The article states, "the Department of Veterans Affairs won't help pay for service dogs for PTSD, citing a lack of scientific evidence. But it's launching a study to find out what effect specially trained service dogs can have on the lives of veterans with PTSD."


Hooray! Sort of...


This is a classic example of how a government program is not as flexible as a private or individualized program. We in the health care field – and specifically mental health field – have known for years the benefits of service dogs and interactions with animals. Equine therapy has been proven very helpful for kids with autism and behavioral disorders. Yes, we may not have double-blind random controlled trials on the efficacy to veterans, but from our ability to extrapolate, it just makes empiric sense.


Even if the VA eventually pulls its head out of the sand and covers this expense, what's to happen to the veterans who need these services every day in the interim?


It's a complaint Patricia Dorn, director of the VA's Rehabilitation Research and Development Service in Washington, D.C. has heard repeatedly... "We understand, veterans are not happy with the agency in that we're not just providing this benefit," Dorn says. "But for an agency with [over] 150 hospitals and millions of veterans we serve, we need to have the evidence base to make a determination."


This is straight from the mouth of a high-ranking VA official. Since the VA is using public funds, those programs should rightfully be vetted, researched, and vetted again. I actually agree with that sentiment because I want public agencies to be good stewards of my tax dollars. But that's another argument for dissolving the VA and helping veterans get their health care from private sources: private sources are more efficient and flexible.


I've treated veterans before and would love to prescribe equine therapy or a service animal for some of them because I know it will help their mood, their self-esteem, and their feelings of loneliness. If a physician writes a prescription for a service dog, it should be covered – no questions asked. Unfortunately, in our current VA system, my recommendations have to go through a benefits coordinator who requires a request to a psychologist and on and on and on. Is the physician's recommendation worth anything anymore?


Underneath the P.S.Y.C.H. plan, veterans will have the ability to see a local provider and be prescribed what they need immediately. The federal government will subsidize the treatment plans immediately and give veterans the support and autonomy they've earned as members of the armed forces. The veteran can take that prescription – for medicine, therapy, etc. – to wherever they want and patronize the business of their choosing.

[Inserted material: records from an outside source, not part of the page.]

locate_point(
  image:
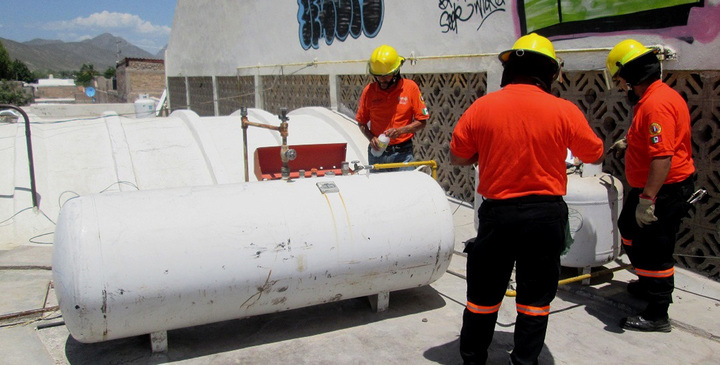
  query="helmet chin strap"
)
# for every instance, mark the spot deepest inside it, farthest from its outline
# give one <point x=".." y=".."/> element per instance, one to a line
<point x="390" y="83"/>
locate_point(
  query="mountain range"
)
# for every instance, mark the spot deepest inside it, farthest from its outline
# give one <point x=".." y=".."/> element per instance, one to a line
<point x="55" y="55"/>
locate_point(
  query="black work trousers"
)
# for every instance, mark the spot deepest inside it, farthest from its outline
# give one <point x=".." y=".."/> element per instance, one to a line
<point x="527" y="233"/>
<point x="650" y="248"/>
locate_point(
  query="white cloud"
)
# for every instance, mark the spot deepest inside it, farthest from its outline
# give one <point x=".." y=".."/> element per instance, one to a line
<point x="111" y="21"/>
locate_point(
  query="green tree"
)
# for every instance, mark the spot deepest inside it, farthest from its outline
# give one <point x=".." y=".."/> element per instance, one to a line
<point x="86" y="75"/>
<point x="21" y="72"/>
<point x="11" y="93"/>
<point x="109" y="73"/>
<point x="5" y="64"/>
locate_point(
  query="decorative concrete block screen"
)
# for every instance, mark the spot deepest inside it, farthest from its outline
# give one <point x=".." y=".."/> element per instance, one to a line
<point x="446" y="96"/>
<point x="246" y="85"/>
<point x="228" y="94"/>
<point x="294" y="91"/>
<point x="177" y="93"/>
<point x="610" y="115"/>
<point x="201" y="95"/>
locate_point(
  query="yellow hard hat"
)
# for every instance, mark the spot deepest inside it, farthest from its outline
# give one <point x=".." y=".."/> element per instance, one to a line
<point x="384" y="61"/>
<point x="531" y="43"/>
<point x="623" y="53"/>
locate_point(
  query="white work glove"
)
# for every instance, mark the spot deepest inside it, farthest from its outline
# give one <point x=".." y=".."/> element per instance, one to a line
<point x="618" y="148"/>
<point x="645" y="211"/>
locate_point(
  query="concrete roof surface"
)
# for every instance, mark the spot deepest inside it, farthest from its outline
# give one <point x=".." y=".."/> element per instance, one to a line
<point x="421" y="325"/>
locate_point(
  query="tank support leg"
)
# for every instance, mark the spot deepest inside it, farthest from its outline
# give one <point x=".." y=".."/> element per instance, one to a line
<point x="158" y="340"/>
<point x="380" y="301"/>
<point x="583" y="271"/>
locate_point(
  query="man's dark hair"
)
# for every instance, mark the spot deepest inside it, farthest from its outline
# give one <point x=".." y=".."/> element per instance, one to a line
<point x="529" y="68"/>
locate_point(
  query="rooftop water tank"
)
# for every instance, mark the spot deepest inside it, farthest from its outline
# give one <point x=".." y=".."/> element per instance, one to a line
<point x="144" y="107"/>
<point x="131" y="263"/>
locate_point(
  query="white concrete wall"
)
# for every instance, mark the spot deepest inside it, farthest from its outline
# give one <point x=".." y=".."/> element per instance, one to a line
<point x="224" y="38"/>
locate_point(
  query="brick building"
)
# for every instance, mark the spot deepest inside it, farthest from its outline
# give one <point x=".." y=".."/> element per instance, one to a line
<point x="137" y="76"/>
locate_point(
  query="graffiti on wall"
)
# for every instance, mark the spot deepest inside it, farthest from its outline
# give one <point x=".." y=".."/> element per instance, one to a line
<point x="456" y="11"/>
<point x="564" y="17"/>
<point x="329" y="20"/>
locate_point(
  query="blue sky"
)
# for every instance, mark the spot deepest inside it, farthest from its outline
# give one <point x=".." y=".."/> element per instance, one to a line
<point x="145" y="24"/>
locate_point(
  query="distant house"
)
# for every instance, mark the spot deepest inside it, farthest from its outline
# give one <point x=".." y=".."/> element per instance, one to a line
<point x="52" y="90"/>
<point x="137" y="76"/>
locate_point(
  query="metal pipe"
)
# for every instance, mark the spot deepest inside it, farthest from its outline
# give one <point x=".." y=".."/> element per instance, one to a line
<point x="285" y="169"/>
<point x="395" y="165"/>
<point x="414" y="59"/>
<point x="512" y="293"/>
<point x="28" y="142"/>
<point x="283" y="129"/>
<point x="245" y="123"/>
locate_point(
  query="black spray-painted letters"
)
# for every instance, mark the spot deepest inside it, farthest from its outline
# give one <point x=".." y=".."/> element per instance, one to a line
<point x="336" y="19"/>
<point x="455" y="11"/>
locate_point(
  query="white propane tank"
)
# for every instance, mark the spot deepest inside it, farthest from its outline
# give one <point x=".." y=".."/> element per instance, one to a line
<point x="594" y="201"/>
<point x="132" y="263"/>
<point x="144" y="107"/>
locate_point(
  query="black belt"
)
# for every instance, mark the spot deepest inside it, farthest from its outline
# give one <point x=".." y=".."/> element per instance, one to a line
<point x="527" y="199"/>
<point x="402" y="146"/>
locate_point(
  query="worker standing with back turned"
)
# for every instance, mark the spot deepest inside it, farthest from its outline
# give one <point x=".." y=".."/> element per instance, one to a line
<point x="391" y="110"/>
<point x="519" y="138"/>
<point x="659" y="169"/>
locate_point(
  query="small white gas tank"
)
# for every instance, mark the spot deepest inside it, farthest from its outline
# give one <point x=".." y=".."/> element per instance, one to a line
<point x="132" y="263"/>
<point x="594" y="201"/>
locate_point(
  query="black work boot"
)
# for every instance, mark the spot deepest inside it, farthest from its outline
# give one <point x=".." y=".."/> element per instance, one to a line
<point x="637" y="289"/>
<point x="640" y="323"/>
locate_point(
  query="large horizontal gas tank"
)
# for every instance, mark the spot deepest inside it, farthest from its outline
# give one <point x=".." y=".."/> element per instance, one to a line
<point x="132" y="263"/>
<point x="594" y="201"/>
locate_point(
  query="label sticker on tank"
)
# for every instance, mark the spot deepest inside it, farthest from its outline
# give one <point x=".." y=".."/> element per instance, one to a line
<point x="327" y="187"/>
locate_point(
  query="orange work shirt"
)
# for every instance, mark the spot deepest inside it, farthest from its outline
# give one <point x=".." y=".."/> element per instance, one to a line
<point x="396" y="107"/>
<point x="660" y="127"/>
<point x="521" y="135"/>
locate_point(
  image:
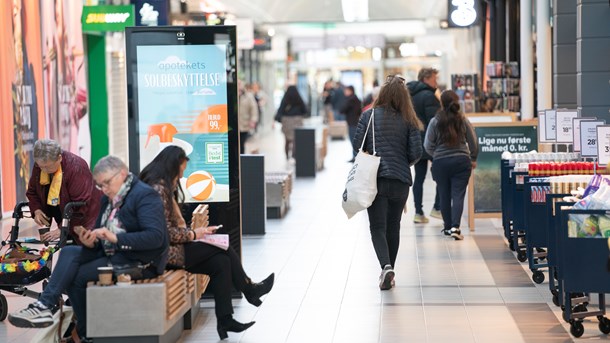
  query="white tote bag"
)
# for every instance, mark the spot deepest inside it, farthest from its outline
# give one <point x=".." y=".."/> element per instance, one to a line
<point x="361" y="185"/>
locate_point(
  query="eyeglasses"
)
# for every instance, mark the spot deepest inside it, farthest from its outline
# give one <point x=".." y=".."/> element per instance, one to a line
<point x="106" y="182"/>
<point x="398" y="76"/>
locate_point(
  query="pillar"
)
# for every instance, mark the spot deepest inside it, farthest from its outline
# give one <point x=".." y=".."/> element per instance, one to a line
<point x="564" y="54"/>
<point x="527" y="62"/>
<point x="543" y="56"/>
<point x="592" y="52"/>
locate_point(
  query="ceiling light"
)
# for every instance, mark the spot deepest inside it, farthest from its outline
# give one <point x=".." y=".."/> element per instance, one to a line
<point x="355" y="10"/>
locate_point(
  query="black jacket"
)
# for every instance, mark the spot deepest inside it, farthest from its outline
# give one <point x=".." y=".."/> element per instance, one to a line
<point x="352" y="107"/>
<point x="425" y="104"/>
<point x="143" y="218"/>
<point x="398" y="143"/>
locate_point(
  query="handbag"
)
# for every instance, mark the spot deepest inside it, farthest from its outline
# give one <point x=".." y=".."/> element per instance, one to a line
<point x="361" y="186"/>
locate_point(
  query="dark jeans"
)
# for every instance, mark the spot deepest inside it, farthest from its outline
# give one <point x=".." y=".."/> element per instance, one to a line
<point x="74" y="269"/>
<point x="224" y="269"/>
<point x="351" y="130"/>
<point x="243" y="137"/>
<point x="452" y="175"/>
<point x="384" y="218"/>
<point x="421" y="169"/>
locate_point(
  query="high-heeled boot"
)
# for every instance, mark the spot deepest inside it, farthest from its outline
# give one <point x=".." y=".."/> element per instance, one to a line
<point x="254" y="291"/>
<point x="227" y="323"/>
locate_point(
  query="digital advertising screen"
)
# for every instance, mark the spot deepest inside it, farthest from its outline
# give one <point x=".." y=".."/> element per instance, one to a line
<point x="183" y="86"/>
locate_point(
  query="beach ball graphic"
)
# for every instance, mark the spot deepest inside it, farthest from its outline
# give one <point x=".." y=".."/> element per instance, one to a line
<point x="201" y="185"/>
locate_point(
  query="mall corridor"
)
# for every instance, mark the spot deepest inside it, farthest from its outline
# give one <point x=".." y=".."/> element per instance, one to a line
<point x="326" y="286"/>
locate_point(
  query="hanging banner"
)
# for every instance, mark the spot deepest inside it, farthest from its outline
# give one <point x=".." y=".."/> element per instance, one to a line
<point x="65" y="86"/>
<point x="21" y="100"/>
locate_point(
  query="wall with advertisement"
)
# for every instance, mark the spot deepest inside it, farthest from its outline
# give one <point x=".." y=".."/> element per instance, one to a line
<point x="182" y="91"/>
<point x="21" y="100"/>
<point x="43" y="93"/>
<point x="64" y="73"/>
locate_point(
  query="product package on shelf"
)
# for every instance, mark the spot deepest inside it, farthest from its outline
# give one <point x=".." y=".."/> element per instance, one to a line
<point x="591" y="225"/>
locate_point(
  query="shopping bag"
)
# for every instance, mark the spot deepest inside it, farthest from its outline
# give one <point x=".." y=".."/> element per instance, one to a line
<point x="361" y="186"/>
<point x="219" y="240"/>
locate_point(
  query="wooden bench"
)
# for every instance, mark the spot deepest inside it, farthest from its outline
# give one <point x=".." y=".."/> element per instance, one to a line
<point x="153" y="310"/>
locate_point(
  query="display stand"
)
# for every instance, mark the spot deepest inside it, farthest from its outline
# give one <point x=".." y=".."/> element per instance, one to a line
<point x="484" y="185"/>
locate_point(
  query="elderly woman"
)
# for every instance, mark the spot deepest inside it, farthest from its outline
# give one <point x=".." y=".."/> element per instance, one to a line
<point x="130" y="229"/>
<point x="60" y="177"/>
<point x="223" y="267"/>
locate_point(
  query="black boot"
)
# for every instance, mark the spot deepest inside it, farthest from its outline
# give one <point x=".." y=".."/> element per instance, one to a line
<point x="254" y="291"/>
<point x="227" y="323"/>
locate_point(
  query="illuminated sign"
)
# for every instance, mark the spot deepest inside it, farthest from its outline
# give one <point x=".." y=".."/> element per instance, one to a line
<point x="462" y="13"/>
<point x="107" y="18"/>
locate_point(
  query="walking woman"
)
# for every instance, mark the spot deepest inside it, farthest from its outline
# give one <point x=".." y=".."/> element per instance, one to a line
<point x="452" y="143"/>
<point x="398" y="142"/>
<point x="290" y="114"/>
<point x="223" y="266"/>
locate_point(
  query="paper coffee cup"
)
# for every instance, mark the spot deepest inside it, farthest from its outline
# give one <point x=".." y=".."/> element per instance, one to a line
<point x="105" y="276"/>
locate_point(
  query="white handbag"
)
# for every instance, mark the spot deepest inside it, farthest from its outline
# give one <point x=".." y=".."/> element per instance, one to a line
<point x="361" y="186"/>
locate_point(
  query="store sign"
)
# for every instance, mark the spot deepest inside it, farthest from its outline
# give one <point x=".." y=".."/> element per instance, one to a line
<point x="564" y="124"/>
<point x="492" y="142"/>
<point x="107" y="18"/>
<point x="462" y="13"/>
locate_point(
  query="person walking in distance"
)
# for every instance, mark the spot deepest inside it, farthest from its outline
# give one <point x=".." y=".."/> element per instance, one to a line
<point x="452" y="142"/>
<point x="426" y="105"/>
<point x="398" y="143"/>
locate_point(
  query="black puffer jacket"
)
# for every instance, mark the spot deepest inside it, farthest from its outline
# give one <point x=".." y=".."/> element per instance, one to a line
<point x="398" y="143"/>
<point x="425" y="104"/>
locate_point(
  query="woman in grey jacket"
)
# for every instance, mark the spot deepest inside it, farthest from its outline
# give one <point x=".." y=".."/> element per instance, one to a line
<point x="398" y="142"/>
<point x="452" y="143"/>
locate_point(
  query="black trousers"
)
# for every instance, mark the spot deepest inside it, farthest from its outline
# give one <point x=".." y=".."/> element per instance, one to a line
<point x="384" y="218"/>
<point x="452" y="175"/>
<point x="421" y="169"/>
<point x="223" y="267"/>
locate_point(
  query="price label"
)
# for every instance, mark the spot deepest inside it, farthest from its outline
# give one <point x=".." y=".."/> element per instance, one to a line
<point x="214" y="122"/>
<point x="576" y="131"/>
<point x="542" y="127"/>
<point x="564" y="123"/>
<point x="603" y="147"/>
<point x="551" y="125"/>
<point x="588" y="137"/>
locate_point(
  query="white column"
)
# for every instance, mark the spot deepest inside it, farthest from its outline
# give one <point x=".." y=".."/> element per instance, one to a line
<point x="544" y="63"/>
<point x="527" y="62"/>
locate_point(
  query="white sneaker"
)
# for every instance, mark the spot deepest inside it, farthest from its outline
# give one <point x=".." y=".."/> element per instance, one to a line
<point x="36" y="315"/>
<point x="386" y="278"/>
<point x="436" y="214"/>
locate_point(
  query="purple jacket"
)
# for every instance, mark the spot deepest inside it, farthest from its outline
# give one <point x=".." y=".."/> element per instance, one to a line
<point x="77" y="185"/>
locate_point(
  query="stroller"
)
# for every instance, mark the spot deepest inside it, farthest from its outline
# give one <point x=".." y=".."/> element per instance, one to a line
<point x="21" y="266"/>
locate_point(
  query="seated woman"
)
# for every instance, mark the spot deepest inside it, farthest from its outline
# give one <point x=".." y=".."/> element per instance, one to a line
<point x="60" y="177"/>
<point x="223" y="267"/>
<point x="130" y="228"/>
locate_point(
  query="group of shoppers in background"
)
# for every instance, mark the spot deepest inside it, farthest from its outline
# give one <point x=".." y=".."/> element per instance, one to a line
<point x="413" y="127"/>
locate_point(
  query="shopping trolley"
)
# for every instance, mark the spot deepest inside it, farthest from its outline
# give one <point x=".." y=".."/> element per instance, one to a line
<point x="535" y="224"/>
<point x="582" y="271"/>
<point x="21" y="266"/>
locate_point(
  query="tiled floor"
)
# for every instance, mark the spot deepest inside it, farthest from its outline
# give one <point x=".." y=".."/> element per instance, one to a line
<point x="326" y="277"/>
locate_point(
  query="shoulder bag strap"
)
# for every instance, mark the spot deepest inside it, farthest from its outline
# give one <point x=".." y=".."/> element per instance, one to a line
<point x="367" y="130"/>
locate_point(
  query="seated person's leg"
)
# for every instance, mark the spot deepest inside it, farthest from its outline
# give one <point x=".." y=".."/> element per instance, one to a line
<point x="78" y="291"/>
<point x="38" y="314"/>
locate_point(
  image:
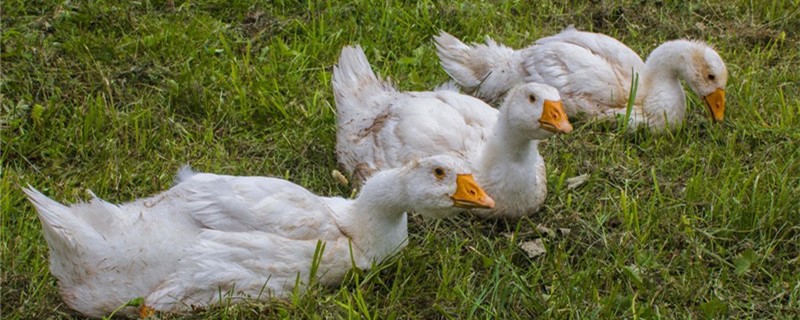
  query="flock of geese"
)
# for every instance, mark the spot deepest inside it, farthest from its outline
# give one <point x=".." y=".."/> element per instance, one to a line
<point x="436" y="153"/>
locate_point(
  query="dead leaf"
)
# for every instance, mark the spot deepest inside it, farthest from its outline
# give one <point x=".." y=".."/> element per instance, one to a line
<point x="533" y="248"/>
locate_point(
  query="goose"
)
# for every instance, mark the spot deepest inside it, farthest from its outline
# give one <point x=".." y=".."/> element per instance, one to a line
<point x="379" y="127"/>
<point x="213" y="236"/>
<point x="594" y="73"/>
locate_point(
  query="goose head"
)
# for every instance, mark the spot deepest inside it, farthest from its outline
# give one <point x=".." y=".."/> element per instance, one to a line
<point x="440" y="186"/>
<point x="707" y="76"/>
<point x="536" y="110"/>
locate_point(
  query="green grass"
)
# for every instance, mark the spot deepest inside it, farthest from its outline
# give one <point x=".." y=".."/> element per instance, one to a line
<point x="701" y="223"/>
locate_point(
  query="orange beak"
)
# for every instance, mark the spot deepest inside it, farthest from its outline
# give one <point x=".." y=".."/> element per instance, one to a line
<point x="554" y="119"/>
<point x="469" y="194"/>
<point x="715" y="102"/>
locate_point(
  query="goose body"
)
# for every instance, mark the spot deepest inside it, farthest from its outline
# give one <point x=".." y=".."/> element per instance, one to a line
<point x="594" y="74"/>
<point x="215" y="235"/>
<point x="379" y="127"/>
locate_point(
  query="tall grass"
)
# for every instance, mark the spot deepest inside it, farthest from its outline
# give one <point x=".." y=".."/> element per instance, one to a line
<point x="703" y="222"/>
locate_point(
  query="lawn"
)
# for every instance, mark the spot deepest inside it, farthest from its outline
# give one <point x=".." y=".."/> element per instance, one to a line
<point x="115" y="96"/>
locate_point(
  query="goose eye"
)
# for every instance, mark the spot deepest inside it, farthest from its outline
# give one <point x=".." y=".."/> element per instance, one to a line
<point x="439" y="173"/>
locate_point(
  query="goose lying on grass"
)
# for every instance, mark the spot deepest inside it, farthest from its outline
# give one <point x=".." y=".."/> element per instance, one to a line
<point x="379" y="128"/>
<point x="214" y="235"/>
<point x="594" y="74"/>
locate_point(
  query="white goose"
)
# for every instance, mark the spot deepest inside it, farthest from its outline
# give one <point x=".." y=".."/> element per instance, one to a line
<point x="594" y="73"/>
<point x="213" y="235"/>
<point x="379" y="127"/>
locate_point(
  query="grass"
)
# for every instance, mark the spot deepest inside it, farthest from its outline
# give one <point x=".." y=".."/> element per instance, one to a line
<point x="701" y="223"/>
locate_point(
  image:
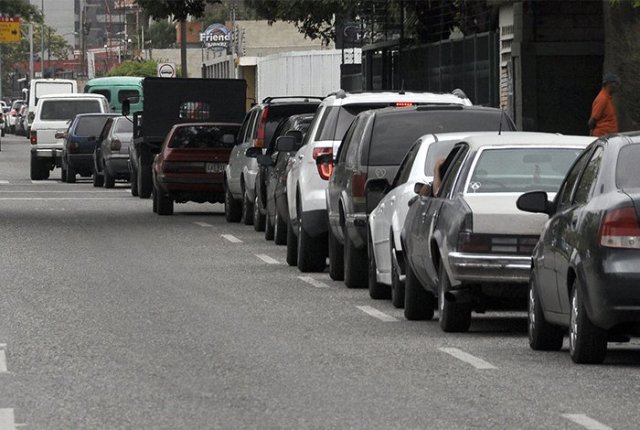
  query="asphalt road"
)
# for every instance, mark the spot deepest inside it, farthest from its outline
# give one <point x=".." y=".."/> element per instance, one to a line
<point x="112" y="317"/>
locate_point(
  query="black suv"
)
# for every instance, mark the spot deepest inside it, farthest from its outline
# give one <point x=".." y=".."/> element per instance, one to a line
<point x="373" y="148"/>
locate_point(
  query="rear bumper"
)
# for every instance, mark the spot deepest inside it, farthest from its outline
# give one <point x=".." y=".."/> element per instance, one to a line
<point x="489" y="268"/>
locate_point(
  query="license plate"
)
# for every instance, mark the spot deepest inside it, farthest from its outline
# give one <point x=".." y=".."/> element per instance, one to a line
<point x="214" y="167"/>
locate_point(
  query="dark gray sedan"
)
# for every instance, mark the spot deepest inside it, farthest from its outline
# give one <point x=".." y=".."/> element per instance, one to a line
<point x="586" y="266"/>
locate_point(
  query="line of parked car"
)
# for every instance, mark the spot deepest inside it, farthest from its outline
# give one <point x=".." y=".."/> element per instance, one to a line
<point x="422" y="198"/>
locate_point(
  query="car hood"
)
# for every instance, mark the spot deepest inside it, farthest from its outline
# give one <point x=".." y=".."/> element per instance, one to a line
<point x="497" y="213"/>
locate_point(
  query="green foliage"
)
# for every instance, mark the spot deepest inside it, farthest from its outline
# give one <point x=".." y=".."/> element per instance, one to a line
<point x="162" y="34"/>
<point x="179" y="10"/>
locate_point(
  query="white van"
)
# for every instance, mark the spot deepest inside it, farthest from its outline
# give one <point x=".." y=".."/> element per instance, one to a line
<point x="43" y="87"/>
<point x="52" y="118"/>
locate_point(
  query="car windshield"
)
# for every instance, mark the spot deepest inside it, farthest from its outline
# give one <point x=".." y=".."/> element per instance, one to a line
<point x="627" y="167"/>
<point x="90" y="125"/>
<point x="61" y="110"/>
<point x="518" y="170"/>
<point x="202" y="137"/>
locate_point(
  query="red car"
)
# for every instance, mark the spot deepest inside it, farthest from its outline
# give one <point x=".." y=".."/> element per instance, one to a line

The article finishes with some concerns about the quality of service dogs, and how there were reports that "veterans sometimes get tricked into buying dogs that aren't properly trained." Here's the utility of a market economy. Those dogs and that company are less likely to get repeat customers if their quality is in question. So instead of letting a huge government entity micromanage a niche industry, let the American public do so. We're pretty good at it.